Demek ki, CHP’nin taraf olduğunu biliyoruz, yani TÜSİAD’da taraf olabiliyormuş. Bu TÜSİAD daha önce yine imam hatiplerle ilgili olarak yine 1982 veya 92’ydi sanırım, o zaman da bir zat’a bir imam hatip raporu hazırlattı ve o raporla imam hatiplerin orta kısmı kapatıldı. Bunların kininin neler olduğunu biliriz. Bunu bildiğimiz için de bu yanlışı düzeltmek bizim görevimizdir. Şu an da yapılan budur.
KUSURA BAKMA TÜSİAD
Kusura bakma TÜSİAD. Senin arzun olmayacak, milletin arzusu olacak. Daha önce de kendilerine söyledim. Dedim ki siz işinize bakın, biz de işimize bakalım. Sanayi de ticarette ne söyleyecekseniz bunları söyleyin. Ama bu ülkenin eğitim sisteminde, Anadolu’nun çocuklarının okumasına yönelik yolları kapatmaya gelip de bariyer oluşturmayın.

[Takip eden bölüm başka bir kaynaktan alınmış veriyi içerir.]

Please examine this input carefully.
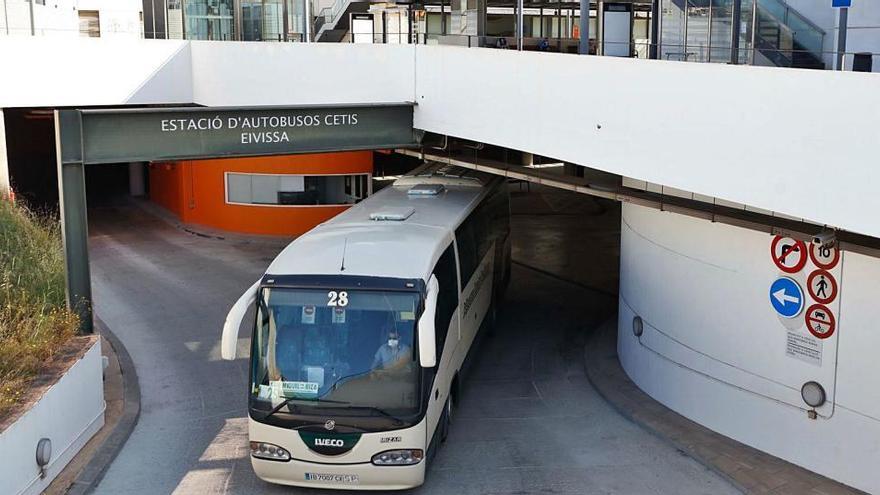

Sıkılmadan şunu söylüyorlar. Kızların okumasının önü kesilecekmiş. El insaf. Şöyle bir raporlara bakar insan. Şecaat arz ederken sirkat söylüyorsunuz.
TÜSİAD 28 Şubat’taki rolünü sorgulasın. TÜSİAD, 8 yıllık eğitimle ekonomiye vurduğu darbeyi sorgulasın.
Ben de TÜSİAD’a aniden değişmesini, kör ideolojiden arınmasını tavsiye ediyorum.
Bu yeni sistemle kız çocuklarının okul dışında kalacağını ifade etmenin hiçbir nedeni yoktur. Kesintili diyoruz, 4 okuyacak, 4 daha okuyacak, burada hiçbir ayrım söz konusu değil. İkinci dörtte tercih meselesi var. Kız çocuklarının okuldan koparılacağı yalandır.
Okullaşma oranı özellikle kız çocuklarının okullaşma oranı AK Parti döneminde rekor düzeyde armıştır. 2002’de Ey TÜSİAD yüzde 11, bugün yüzde 43. Bu mu geriye gidiş? 2002’de ilköğretimde okullaşma oranı yüzde 91, bugün yüzde 98. Ortaöğretimde okullaşma oranı 2002’de yüzde 51, bugün yüzde 69. Türkiye’de kız çocuklarının okullaşma hızı, erkek çocuklardan çok daha fazla.